As a young woman she also wanted to live life by doing the things young women are supposed do: meet a man, fall in love, and eventually have a family. Nevertheless, the ideals of family-and-motherhood escaped when she was left behind to fend for herself and to raise a newborn daughter on her own. Becoming a single parent was not only difficult for emotional and economic reasons, it also came with cultural sanctions as she had become one of “those” women who have children out of wedlock and are unwanted by their children’s father. I cannot imagine the emotional and psychological wounds these experiences caused my mother. A woman, who due to her position and the circumstances that surrounded her, was forced to wake up each day with the sole purpose of working and providing for herself and child. She did not have the time or resources to seek the emotional support she needed… she was back to survival mode, similar to when she escaped the violence of her country, and has continued to live her life in the U.S. in this way for over thirty-two years.
It took my mother over 14 years to become “independent.” We spent most of my childhood living with others, often being reminded that the place where we lived was not our home. Together we endured many necessities, humiliations, and violations of our character and bodies. But it was the combination of structural limitations and cultural norms that forced us to internalize the pain and the suffering, and to ignore the transgressions. Indeed, having to go on as if these experiences were not occurring led to the accumulation of anger, resentment, and disappointment… Further, these experiences have also had lasting effects on how we develop our own relationships.

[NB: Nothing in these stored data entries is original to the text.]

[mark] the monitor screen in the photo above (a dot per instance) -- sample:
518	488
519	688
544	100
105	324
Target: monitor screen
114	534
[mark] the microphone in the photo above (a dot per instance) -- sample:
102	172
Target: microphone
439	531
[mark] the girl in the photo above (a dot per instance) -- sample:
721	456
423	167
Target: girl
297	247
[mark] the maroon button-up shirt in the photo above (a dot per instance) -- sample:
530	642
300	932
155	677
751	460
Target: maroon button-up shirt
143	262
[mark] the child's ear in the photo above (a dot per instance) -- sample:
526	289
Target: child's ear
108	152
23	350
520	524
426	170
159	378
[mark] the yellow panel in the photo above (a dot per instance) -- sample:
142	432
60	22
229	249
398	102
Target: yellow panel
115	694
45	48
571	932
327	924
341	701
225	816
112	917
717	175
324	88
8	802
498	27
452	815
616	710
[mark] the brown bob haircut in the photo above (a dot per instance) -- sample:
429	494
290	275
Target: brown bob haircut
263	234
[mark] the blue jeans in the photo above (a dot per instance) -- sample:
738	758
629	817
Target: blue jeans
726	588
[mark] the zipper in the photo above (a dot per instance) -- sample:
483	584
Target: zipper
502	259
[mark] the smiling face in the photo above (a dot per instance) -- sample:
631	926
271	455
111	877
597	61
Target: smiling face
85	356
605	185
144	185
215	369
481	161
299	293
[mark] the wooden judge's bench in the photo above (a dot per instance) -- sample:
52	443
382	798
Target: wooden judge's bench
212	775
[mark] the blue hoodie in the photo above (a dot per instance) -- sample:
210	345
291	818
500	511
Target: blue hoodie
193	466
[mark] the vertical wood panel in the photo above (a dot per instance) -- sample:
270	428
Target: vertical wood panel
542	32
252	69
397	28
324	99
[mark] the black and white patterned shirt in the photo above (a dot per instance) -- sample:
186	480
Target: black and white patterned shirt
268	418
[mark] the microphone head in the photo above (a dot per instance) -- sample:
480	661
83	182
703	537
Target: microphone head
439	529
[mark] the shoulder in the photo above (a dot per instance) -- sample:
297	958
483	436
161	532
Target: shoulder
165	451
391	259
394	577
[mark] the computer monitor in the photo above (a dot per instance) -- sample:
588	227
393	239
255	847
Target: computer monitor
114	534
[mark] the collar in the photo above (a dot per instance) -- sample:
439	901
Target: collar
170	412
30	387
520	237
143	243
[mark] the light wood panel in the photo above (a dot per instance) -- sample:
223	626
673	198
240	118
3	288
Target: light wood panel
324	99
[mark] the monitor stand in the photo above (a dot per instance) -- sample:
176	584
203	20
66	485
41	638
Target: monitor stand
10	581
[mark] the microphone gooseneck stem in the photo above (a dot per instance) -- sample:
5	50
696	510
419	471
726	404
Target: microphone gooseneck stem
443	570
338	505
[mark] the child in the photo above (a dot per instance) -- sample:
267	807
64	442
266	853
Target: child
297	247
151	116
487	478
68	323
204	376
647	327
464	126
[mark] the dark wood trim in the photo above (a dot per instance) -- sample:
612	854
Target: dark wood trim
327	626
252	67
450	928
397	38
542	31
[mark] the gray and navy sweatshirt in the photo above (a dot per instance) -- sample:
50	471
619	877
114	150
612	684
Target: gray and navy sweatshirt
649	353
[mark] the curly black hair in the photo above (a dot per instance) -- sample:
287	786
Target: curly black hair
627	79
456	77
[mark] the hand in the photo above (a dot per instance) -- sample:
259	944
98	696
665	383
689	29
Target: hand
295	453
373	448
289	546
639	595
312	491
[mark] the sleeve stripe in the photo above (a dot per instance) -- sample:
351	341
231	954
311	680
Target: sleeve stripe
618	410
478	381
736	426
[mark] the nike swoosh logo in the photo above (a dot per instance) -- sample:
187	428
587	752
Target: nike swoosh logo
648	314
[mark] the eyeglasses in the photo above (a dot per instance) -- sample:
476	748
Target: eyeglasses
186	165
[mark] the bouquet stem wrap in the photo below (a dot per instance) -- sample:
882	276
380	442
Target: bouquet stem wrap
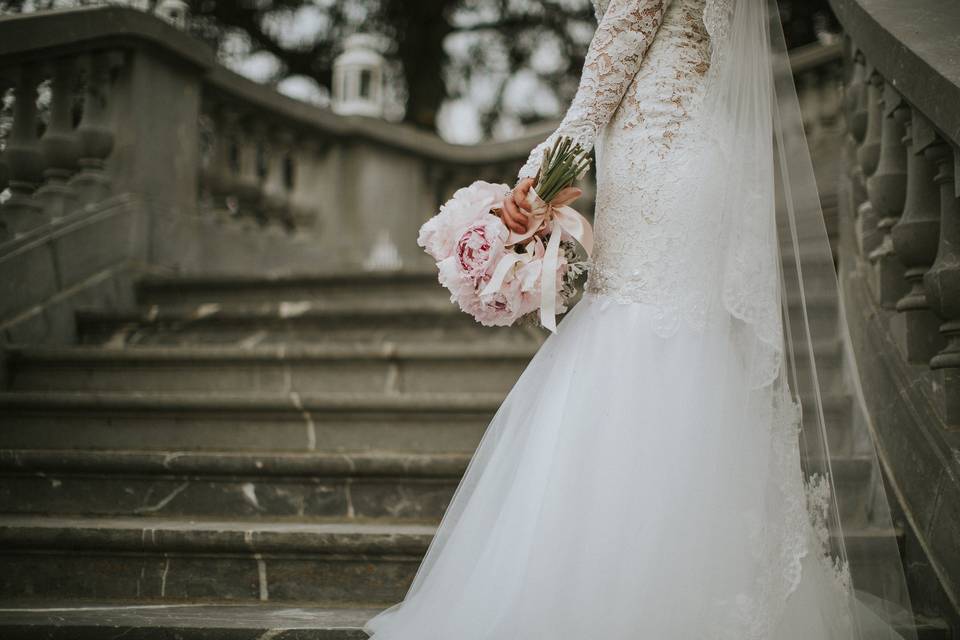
558	218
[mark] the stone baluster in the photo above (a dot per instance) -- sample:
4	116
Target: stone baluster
809	98
95	133
829	97
887	189
59	143
24	161
855	112
868	157
942	280
915	238
5	233
855	99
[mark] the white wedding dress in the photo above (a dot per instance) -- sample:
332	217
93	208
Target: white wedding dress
635	484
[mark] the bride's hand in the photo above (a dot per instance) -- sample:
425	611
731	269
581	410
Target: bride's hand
515	205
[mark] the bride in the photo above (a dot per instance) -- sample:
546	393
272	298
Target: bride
643	479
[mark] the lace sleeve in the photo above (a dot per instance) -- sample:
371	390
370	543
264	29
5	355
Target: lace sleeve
623	35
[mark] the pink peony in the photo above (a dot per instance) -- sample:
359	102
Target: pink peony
439	235
480	247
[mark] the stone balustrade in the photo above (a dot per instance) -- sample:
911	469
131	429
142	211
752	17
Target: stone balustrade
137	106
900	251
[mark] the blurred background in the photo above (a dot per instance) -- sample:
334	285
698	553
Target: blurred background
471	70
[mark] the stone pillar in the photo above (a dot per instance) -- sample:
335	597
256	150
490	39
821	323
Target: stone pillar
886	189
942	280
915	237
276	186
250	157
155	152
25	164
59	143
94	132
868	156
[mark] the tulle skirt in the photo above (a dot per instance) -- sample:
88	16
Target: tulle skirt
623	490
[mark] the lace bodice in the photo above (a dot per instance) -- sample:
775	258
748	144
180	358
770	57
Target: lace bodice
625	30
643	81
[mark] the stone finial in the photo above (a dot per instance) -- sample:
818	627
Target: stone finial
358	75
176	12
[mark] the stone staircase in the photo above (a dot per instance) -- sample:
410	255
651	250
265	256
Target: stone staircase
262	458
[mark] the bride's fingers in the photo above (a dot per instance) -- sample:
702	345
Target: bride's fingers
512	217
520	193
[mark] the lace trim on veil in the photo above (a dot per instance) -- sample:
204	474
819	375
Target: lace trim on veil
794	526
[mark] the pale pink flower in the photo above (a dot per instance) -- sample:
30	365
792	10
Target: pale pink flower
481	246
439	235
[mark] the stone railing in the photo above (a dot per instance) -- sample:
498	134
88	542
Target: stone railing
147	154
900	255
160	118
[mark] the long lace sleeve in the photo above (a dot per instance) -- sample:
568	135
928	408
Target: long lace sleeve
623	35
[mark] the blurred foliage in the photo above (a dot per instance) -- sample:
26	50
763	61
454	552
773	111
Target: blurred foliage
515	61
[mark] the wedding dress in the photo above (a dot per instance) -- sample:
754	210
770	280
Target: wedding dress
643	478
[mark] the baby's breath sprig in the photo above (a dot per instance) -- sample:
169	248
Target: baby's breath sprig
563	163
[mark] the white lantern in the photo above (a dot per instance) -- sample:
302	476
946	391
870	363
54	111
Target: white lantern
175	12
358	75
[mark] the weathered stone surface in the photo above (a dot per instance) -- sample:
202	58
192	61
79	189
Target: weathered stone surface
229	485
94	621
295	322
388	368
385	288
259	422
136	558
218	622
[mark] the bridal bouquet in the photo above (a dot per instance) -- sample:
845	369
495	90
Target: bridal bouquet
498	276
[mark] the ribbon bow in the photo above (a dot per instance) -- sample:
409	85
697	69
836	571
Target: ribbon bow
561	219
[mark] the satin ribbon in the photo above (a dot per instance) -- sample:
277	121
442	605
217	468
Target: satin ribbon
565	220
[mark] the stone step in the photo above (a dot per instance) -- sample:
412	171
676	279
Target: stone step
181	560
229	484
137	559
371	321
425	423
98	620
263	621
241	289
388	368
95	621
338	421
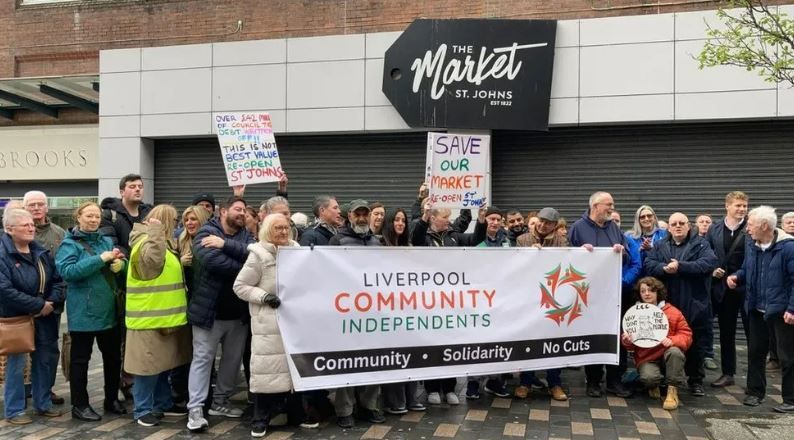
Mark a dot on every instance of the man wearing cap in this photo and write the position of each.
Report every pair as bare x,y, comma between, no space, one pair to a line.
357,233
516,226
326,213
540,236
596,229
495,234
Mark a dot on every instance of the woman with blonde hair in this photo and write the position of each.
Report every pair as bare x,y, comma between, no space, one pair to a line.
158,337
88,262
256,284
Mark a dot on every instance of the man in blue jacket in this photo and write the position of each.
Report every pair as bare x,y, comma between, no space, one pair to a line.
684,262
217,315
768,275
596,229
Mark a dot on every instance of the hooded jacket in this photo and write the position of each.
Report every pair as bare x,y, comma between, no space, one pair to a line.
214,273
768,276
689,288
90,300
269,370
678,332
20,280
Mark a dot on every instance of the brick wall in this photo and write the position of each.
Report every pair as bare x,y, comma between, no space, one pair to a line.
65,38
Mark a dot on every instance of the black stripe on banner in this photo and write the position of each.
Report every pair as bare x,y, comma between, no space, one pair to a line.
397,358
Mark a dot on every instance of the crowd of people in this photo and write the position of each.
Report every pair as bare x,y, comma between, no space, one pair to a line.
160,292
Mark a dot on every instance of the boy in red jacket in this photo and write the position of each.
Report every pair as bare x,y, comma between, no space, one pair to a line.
670,351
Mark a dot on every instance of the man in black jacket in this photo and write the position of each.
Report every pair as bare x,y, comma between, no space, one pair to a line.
357,233
326,212
727,239
118,215
684,261
217,315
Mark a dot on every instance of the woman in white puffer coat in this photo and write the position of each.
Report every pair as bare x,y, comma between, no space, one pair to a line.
256,284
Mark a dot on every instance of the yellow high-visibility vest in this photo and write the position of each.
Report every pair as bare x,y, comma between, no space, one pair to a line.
157,303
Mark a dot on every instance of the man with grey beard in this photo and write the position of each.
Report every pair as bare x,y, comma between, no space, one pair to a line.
356,233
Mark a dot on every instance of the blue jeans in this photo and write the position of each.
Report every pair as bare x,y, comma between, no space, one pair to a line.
43,365
151,394
552,377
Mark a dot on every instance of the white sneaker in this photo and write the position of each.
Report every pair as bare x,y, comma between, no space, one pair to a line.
434,399
226,411
196,421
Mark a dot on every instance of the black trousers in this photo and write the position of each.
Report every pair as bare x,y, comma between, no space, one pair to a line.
694,356
731,306
267,405
109,342
442,386
758,346
595,373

In the case of my mother, deciding to forgo the possibility of a future marriage due to the trauma caused by the experiences she had with her daughter’s father. And in my case, a distrust and suspicion of men, and conflicting emotions towards intimacy that are related to cultural perceptions of how a Latina woman should relate to sex, with the traumas of unwanted sexual contact and exposure at a very young age.

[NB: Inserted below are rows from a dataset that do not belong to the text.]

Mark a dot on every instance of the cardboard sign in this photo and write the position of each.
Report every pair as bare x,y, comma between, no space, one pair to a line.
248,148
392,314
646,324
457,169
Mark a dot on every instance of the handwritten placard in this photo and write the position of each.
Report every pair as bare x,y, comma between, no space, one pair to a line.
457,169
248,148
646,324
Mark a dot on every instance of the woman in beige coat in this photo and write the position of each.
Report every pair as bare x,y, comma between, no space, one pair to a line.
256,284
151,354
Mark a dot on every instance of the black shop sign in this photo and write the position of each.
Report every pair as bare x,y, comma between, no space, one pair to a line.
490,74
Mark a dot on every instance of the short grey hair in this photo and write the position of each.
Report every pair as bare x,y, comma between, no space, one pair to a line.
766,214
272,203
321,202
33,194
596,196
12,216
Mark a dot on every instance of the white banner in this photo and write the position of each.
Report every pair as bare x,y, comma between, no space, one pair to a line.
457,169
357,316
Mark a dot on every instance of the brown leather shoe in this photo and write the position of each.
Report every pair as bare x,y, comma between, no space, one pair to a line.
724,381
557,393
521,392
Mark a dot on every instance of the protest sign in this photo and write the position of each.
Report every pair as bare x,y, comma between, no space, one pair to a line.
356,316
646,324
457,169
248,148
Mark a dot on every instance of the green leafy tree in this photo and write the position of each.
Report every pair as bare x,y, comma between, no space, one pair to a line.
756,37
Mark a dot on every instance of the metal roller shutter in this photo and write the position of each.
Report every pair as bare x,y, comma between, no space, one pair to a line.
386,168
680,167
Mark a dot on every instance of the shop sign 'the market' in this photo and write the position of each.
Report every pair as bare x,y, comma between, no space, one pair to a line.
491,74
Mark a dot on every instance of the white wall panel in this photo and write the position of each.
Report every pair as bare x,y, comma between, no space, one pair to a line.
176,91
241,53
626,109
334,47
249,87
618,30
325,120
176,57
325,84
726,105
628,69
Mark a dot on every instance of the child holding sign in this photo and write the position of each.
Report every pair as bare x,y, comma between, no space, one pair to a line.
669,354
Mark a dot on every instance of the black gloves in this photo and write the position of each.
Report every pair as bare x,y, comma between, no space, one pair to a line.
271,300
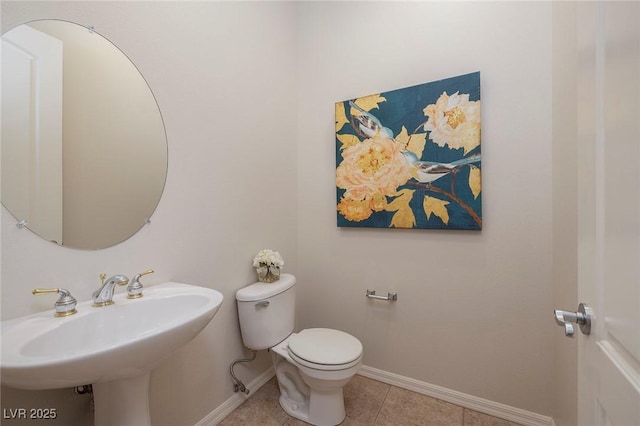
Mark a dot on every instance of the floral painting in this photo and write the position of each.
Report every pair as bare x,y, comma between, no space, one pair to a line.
410,158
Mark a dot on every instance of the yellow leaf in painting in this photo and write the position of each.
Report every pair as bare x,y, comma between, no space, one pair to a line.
436,207
341,116
404,217
367,103
474,181
347,140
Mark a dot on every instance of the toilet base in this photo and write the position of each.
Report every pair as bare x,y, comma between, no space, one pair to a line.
322,408
315,400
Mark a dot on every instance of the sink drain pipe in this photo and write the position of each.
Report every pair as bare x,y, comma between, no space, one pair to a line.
237,383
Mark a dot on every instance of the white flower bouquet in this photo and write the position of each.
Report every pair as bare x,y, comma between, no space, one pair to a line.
268,263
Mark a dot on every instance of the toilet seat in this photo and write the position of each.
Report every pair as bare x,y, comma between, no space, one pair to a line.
324,349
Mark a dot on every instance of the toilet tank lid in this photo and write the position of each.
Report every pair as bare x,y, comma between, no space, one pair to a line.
261,291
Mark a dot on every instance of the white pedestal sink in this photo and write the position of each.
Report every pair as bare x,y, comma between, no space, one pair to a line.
113,348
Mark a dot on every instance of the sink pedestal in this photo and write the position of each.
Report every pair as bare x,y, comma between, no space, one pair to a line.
123,402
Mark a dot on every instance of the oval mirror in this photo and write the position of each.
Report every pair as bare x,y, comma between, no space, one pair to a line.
84,148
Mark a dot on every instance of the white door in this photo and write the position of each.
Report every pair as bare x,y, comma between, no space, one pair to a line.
32,129
609,212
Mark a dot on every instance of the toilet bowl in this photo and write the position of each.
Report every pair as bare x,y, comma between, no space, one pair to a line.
323,361
312,366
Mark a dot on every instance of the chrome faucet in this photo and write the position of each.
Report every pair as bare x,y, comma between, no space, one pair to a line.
104,295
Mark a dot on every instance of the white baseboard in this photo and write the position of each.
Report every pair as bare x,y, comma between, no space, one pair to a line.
217,415
492,408
496,409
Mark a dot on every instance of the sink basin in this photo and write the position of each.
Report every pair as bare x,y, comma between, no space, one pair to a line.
117,345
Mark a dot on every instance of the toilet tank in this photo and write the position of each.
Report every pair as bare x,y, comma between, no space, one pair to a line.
266,312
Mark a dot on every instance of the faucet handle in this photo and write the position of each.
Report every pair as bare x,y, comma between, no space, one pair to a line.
134,289
66,303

Now as a young adult, I seek to liberate myself from these traumas as I also try to understand my mother’s decisions and what at times I saw as inaction. I seek to liberate myself from the ideas that have been so effectively ingrained into my subconscious of what it means to be a woman and what my role should be in society. I seek to be liberated from the emotional wounds that at times still feel so fresh, while at other times I manage to numb away. I want to be free… but sometimes I don’t know how to get there. If only my background would have been different… If only I would have had the privileges afforded by legal status, class, traditional family structure, male gender, and the protection of a father… but if I would have had these “privileges,” I wouldn’t be who I am today.